Years ago, a dear friend of mine used to walk me to my car. He did this for any female’s safety. He was the only person that after working 2 jobs would stay up’til I got off my shift at the local family restaurant (like 1-2am) to meet with me and share notes about the quizzes/projects that we had due. I would miss the meetings because of a double shift or 2nd job that I was assigned. He made sure that I didn’t fail. I appreciated his respect for my drive. I appreciated his willingness to help even with a son of his own. We were never intimate but deeper than that…true friends.
I wanted to make my father proud that I carried his name (even though he’s always stated that he is).
He wanted to make his entire family proud by making it out of the small town that seemed to have trapped them.

He was the first in his family to do a lot of things.

On one side, he was trying to end things with a female that was trying everything in her to hold onto the man that she had fallen for but whose heart still belonged to another.

On the other, was a female that was giving a chance back to a man that had begged and pleaded for a 2nd chance and was trying to prove himself through accomplishments.

In between came the reality of using one’s love as a substitution of another.

The last things that I heard was in this order:
1. The one he had always loved was giving him that second chance.
2. The new one that loved him was with child.
3. He was convicted for homicide and feticide.

It’s not for me to have any judgment on the entire thing. I didn’t go to the court procedures. I don’t think he wanted to be remembered that way.  People make their own choices in life. I wish he had talked with me before he acted. What I do know is that most people still have a cabinet of privacy in their head no matter how much of friends you two are.

I still remember that guy that was so kind to me. I think the human in me related to his vulnerability but my heart has so much sadness of his decisions.

There is an EXTREME thin line between love and hate. Some others that new him said they would have never thought of him in that way. I feel there’s no limit to anyone when the line is crossed. Hate can be composed of everything from self-preservation to resentment…all the things that carry no compassion.
I believe love is natural between all of us while hate is a choice. Since I’m human, I’ll admit that I don’t hate anyone but, there are a few that I added weave, makeup, and even fake boobs to my love for them. I have love for just the fact they’re human but the rest of them is so phony, they get the artificial crap. It’s paper plates all day because they broke my china set love.

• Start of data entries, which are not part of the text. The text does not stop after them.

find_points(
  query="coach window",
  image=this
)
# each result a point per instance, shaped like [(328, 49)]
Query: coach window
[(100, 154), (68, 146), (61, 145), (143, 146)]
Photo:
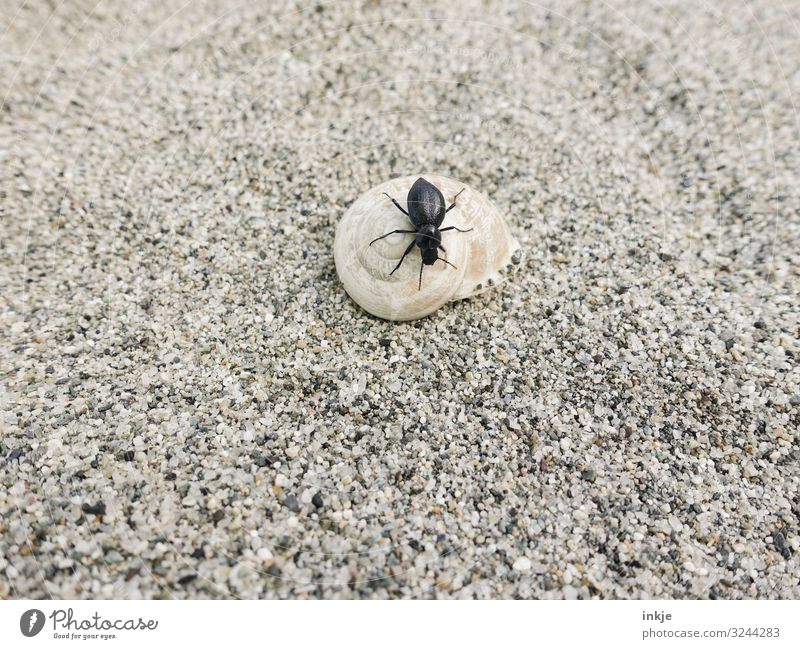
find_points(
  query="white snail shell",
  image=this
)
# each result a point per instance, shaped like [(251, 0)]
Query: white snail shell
[(483, 257)]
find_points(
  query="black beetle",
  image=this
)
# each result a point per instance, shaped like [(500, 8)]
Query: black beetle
[(426, 211)]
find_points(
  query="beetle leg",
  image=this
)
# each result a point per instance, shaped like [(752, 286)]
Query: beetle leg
[(397, 204), (454, 201), (393, 232), (410, 246)]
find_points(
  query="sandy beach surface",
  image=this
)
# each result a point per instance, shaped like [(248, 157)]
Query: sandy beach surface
[(191, 405)]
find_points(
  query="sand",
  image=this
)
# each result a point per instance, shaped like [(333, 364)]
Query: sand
[(192, 406)]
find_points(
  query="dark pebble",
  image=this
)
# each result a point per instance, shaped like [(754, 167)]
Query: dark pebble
[(780, 545), (98, 509)]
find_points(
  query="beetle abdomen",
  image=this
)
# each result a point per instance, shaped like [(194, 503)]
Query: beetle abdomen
[(425, 203)]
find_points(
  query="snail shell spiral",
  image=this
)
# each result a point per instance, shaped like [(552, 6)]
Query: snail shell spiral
[(482, 258)]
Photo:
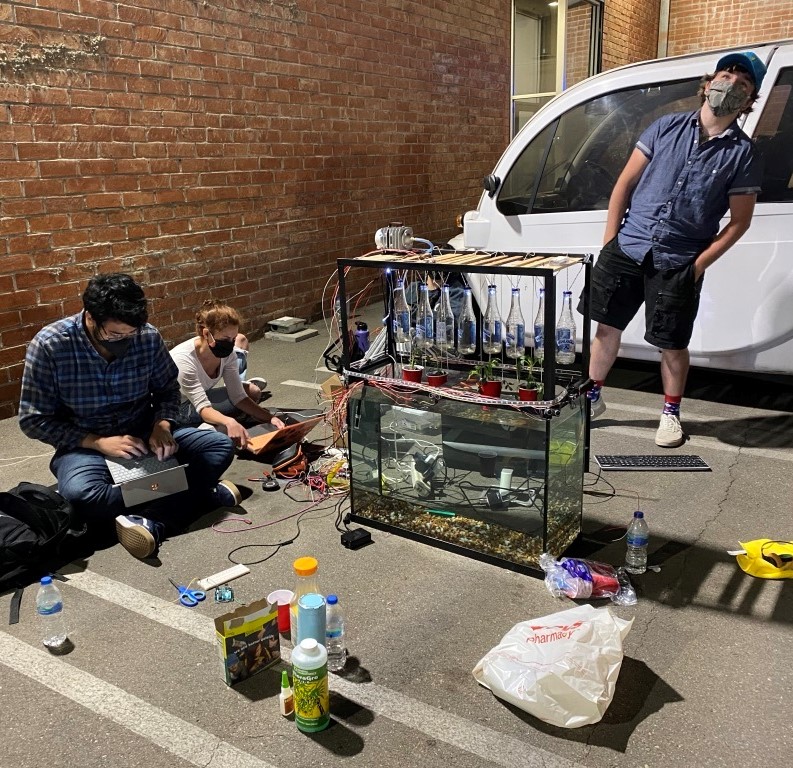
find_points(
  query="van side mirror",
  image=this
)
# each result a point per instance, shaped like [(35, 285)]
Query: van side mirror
[(491, 183)]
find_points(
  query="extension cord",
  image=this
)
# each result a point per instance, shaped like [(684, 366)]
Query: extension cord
[(223, 577)]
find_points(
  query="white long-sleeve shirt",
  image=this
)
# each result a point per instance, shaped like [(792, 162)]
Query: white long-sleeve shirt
[(194, 381)]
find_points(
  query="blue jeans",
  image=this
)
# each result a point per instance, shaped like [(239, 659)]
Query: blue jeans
[(84, 479)]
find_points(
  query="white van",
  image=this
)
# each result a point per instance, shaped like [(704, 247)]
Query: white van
[(550, 190)]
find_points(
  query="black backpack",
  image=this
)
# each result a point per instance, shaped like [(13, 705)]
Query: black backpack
[(34, 521)]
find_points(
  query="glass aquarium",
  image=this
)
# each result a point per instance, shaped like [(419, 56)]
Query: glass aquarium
[(497, 483)]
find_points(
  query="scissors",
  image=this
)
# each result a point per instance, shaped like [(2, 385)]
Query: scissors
[(189, 597)]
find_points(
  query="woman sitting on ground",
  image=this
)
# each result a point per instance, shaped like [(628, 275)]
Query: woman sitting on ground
[(202, 362)]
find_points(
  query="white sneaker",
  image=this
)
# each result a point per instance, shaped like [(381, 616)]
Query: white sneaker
[(598, 407), (670, 432)]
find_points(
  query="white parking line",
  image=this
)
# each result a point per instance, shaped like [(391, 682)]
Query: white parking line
[(302, 384), (491, 745), (171, 733)]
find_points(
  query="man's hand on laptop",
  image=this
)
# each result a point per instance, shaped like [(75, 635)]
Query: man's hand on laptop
[(116, 446), (161, 441)]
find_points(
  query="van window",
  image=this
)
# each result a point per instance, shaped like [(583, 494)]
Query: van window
[(572, 164), (774, 137)]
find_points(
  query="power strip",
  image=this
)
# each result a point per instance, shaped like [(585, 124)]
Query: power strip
[(223, 577)]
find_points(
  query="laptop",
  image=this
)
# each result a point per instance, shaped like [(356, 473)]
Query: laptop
[(145, 479), (265, 438)]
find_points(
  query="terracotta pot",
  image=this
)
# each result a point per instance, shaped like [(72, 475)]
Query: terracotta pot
[(490, 388), (527, 394)]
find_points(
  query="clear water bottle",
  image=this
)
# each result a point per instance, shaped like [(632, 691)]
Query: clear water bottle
[(401, 314), (425, 320), (334, 636), (466, 325), (516, 328), (491, 325), (444, 322), (565, 331), (49, 606), (638, 538), (539, 329)]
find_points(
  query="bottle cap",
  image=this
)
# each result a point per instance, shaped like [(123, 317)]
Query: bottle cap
[(305, 566)]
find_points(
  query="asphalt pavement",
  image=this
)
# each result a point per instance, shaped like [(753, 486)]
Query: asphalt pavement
[(706, 674)]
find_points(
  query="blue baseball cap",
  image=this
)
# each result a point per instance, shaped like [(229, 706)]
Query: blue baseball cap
[(749, 61)]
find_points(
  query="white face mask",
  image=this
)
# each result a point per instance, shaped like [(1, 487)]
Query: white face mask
[(724, 97)]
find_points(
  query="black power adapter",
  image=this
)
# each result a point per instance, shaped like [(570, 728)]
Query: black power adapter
[(356, 538)]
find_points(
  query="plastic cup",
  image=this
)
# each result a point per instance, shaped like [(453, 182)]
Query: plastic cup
[(282, 598)]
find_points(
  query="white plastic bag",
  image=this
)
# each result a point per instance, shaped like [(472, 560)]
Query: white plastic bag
[(560, 668)]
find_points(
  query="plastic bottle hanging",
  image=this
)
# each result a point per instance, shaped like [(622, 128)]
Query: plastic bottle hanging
[(516, 328), (565, 331), (466, 325), (401, 314), (425, 320), (539, 329), (444, 322), (491, 325)]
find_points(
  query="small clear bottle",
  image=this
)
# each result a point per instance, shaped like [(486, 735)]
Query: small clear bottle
[(49, 606), (491, 324), (638, 538), (306, 583), (425, 320), (516, 328), (401, 314), (444, 322), (466, 325), (539, 329), (565, 331), (334, 636)]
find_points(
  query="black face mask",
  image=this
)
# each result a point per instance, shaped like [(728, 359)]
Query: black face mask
[(222, 348), (117, 348)]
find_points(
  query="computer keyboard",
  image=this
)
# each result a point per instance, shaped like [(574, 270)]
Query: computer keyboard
[(657, 463), (124, 470)]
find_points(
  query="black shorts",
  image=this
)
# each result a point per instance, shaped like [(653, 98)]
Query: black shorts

I later fell for a man that wished he could reset his life in order to love me back. I think this memory helped me understand that I needed to step away.

I knew I had to keep certain things in order to find who I was looking for. Life taught me that he may not have known to do the same. While I thought I’d meet him someday, he said, ‘I never thought I’d meet someone like you.’ He had given up hope so, he didn’t prepare...

So people have asked what keeps me going toward my dreams?
I’ve seen what happens when you lose hope.

Love those dear to you (and not so dear). Love is everything.